Improve Call Experience with New Twilio Conference Jitter Buffer Controls

June 18, 2020
Written by

jitter buffer conference blog.png

Twilio Conference uses a jitter buffer to smooth out irregularity in media packet arrival times when mixing audio for conference participants. This buffer results in fewer audio artifacts, but introduces a fixed delay for the audio of each participant.

If a participant suffers from extremely high jitter (commonly seen using applications or browsers on WiFi networks), the jitter buffer may swell to compensate, causing their media to be significantly delayed. Once the jitter buffer has grown, it will not shrink - even if the jitter is eliminated on the media stream. At sizes greater than ~250ms the jitter buffer can be perceived by the participants as audio latency.

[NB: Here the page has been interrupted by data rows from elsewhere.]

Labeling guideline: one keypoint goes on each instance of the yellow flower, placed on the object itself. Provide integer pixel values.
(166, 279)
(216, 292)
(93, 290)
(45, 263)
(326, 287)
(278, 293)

Twilio customers have communicated their interest in gaining visibility into the jitter buffer behavior and gaining programmatic means to control it. With this in mind we have added a jitterBufferSize parameter to conferences that allows the buffer setting to be configured enabling developers to tune the behavior of their conferences and optimize the experience for participants with different network conditions.

How does it work?

A new attribute jitterBufferSize has been added to <Conference> TwiML:

And the AddParticipant API:

curl -v https://api.twilio.com/2010-04-01/Accounts/{{ACCOUNT_SID}}/Conferences/{{FRIENDLY_NAME}}/Participants.json \
    --data-urlencode "From=+14258675309" \
    --data-urlencode "To=+1234567890" \
    --data-urlencode "JitterBufferSize=small|medium|large|off"

The buffer may be set to small, medium, large, or off.

The small, medium, and large buffers are fixed buffer implementations with different target durations and maximum sizes. Conferences use large by default.

The off setting completely disables the buffer and mixes packets every 20ms. Packets with even fairly low levels of jitter will be completely dropped, but Twilio will add no extra latency when mixing.

The buffer value is a participant-level setting; this means the value provided for participant A does not apply to participant B, etc.

Twilio's Test Results

Our tests indicate that changing the size of the jitter buffer reduces latency at the expense of increased audio artifacts, resulting in robotic and choppy audio being introduced instead of delay. In our tests with the small/medium fixed buffer settings, we saw lower overall latencies, with some increase in dropped/corrupted audio throughout the call.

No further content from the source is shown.